Anyone who knows me, knows that I love food – Always have, always will.
I’m usually planning my next snack or meal shortly after finishing what’s in front of me. There’s not much I won’t eat (or at least try) and I refuse to leave the table feeling hungry. Who knew I could still enjoy all of the above and basically just eat plants? I didn’t believe it either.

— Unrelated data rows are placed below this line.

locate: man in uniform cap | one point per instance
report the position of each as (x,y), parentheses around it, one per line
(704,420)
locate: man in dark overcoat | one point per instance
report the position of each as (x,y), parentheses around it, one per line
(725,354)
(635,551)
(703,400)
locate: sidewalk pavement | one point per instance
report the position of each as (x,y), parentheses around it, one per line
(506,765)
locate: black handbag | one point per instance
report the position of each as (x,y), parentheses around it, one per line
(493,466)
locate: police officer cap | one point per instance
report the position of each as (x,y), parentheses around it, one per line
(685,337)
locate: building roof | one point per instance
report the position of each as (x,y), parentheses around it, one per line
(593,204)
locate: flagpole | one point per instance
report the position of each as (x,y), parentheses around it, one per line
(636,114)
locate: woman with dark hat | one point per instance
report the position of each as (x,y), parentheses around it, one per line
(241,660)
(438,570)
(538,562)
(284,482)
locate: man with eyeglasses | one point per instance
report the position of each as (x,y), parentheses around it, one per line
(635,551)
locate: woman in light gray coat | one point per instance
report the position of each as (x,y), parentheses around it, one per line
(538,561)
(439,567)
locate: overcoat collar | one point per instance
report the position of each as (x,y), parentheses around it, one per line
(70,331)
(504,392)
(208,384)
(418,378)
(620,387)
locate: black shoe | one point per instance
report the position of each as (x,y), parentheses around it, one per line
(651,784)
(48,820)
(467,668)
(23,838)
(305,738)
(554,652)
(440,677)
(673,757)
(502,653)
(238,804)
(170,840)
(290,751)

When my boyfriend first suggested that we start reducing the amount of meat we consume, I felt pretty comfortable with the idea. Prices for meat products had significantly risen anyway, so only using it for one meal a day was easy-peasy and cost-effective. After a few weeks, my boyfriend then suggested we cut meat out altogether. I was a bit hesitant on the idea, thinking of all of my favourite meals I’d miss out on like turkey dinner, tacos, and lasagna. I didn’t want to give up on some of the foods I really enjoyed, but after some convincing we transitioned into a vegetarian diet. Thankfully, we didn’t starve. We starting trying more new recipes and discovered we really enjoyed cooking together. After a few more months went by, my boyfriend suggested the unthinkable, “We should go vegan.”
Vegan means no animal products. No meat. No milk. No yoghurt. No cheese. No eggs. If it came from an animal, in any way, it’s a no-no. My first thought on the idea of going vegan? “No. Way.” I thought it was too extreme and I thought it was unhealthy. Where were we going to get our protein? We already stopped eating meat, so didn’t we need foods like eggs and cheese for protein? I also didn’t want to be perceived as a hippie and not be able to eat out at restaurants. Above all, I didn’t want to complicate things. Cutting out meat was a relatively easy transition, but cutting out ALL animal products sounded unbelievably overwhelming.

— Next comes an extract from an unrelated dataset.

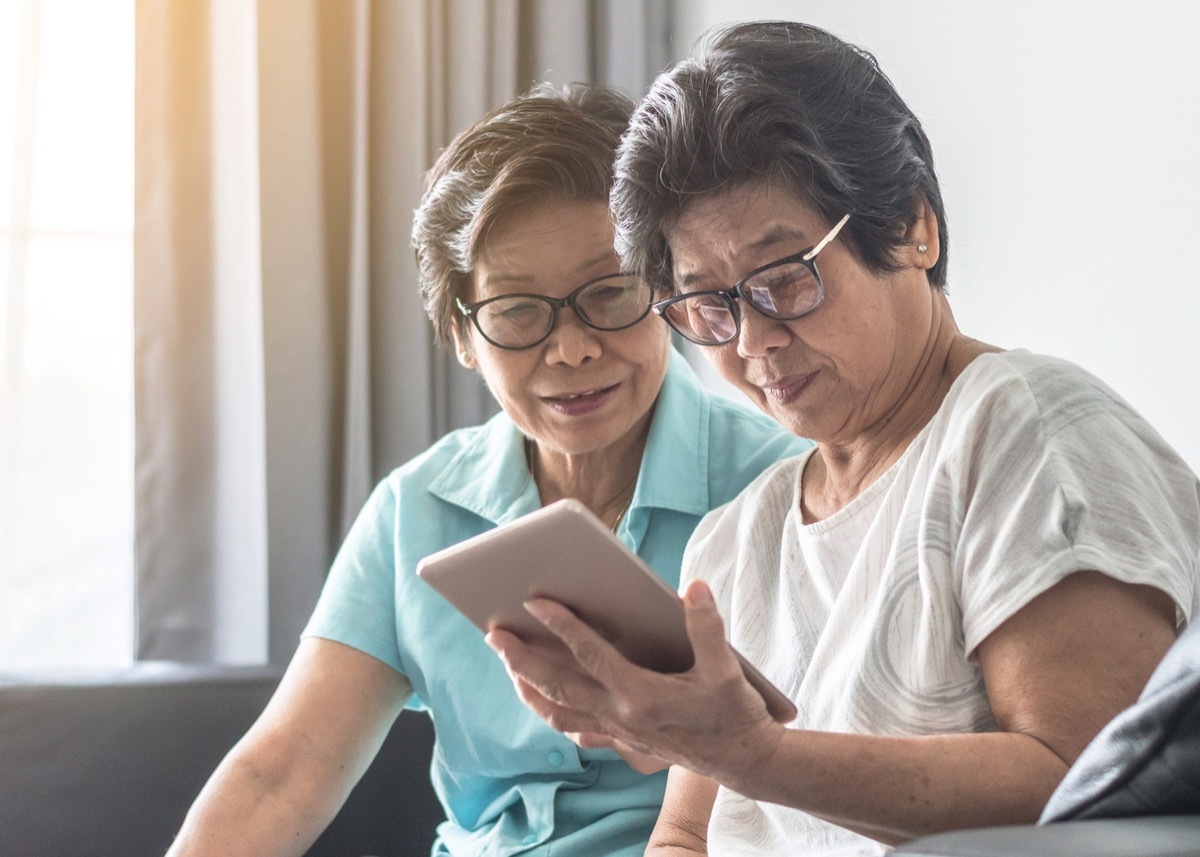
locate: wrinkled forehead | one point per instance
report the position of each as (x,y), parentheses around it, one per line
(739,227)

It’s now been almost a year – I still haven’t starved (sigh of relief) and most importantly, I’m still enjoying delicious, healthy, and satisfying foods every day. My diet is about 95% vegan and 5% vegetarian. When I’m at home, I eat a fully vegan diet (which also includes the lunches I make each day for work). This did involve some adjustments in grocery shopping, but really only took a few weeks to get used to what my new staples would be. I resort to a vegetarian diet for anything else. If I’m going somewhere where the food prep is out of my control, I just do my best to east as vegan as possible. Some people might think this is a hypocritical concept, but it’s what I’m currently comfortable and happy with in terms of transitioning my diet. I’ve made significant changes so far and I think that I’m on the right path forward.
So, why go vegetarian/vegan in the first place? Why cut out foods everyone enjoys like bacon, burgers, eggs, and cheese?
I have two main reasons for you to consider:
- For the animals – We all know that animal cruelty happens in the farming industry. Cows are artificially inseminated over and over again, while their newborn calves are dragged away just so we can drink their milk. Chickens are claimed to be “free range” but they’re still kept in crammed quarters and their beaks clipped off. Newborn male chicks are still thrown away (live) since they won’t lay eggs. For some reason, we’re outraged at the thought of violence against a pet (we have laws to protect our dogs and cats), but we turn a blind eye when it comes to any other animal. We can’t deny the fact that these animals are suffering just because we like they way they taste.
- For the environment – This might be a newer concept for some people, but the farming industry is one of the top contributors to the greenhouse gases in our atmosphere. This is helping to drive the effects of climate change we’re experiencing around the world. From the fuel used to transport the animals, the water needed for raising/processing the animals, and to the methane released from the animals (yes, I mean cow farts), it all adds up to polluting our environment. So even if you don’t care about animal welfare, you can at least care about our planet and it surviving for generations to come.
Choosing to reduce or eliminate animal products from your diet is such a simple way to have a positive impact on the world. Giving up animal products is such a small sacrifice to support two very important causes. By eating a predominantly plant-based diet, I’m healthy, happy, and doing my small part as a global citizen.
I bet most of you are now going to proceed to give a lecture on how unhealthy it is to eliminate animal products from your diet (I’m guilty of giving a similar lecture to my boyfriend). You’re thinking about how we need meat for protein and cow milk for calcium. That’s what we’ve been taught for the last 100 years or more. I’m happy to say that this is not the case!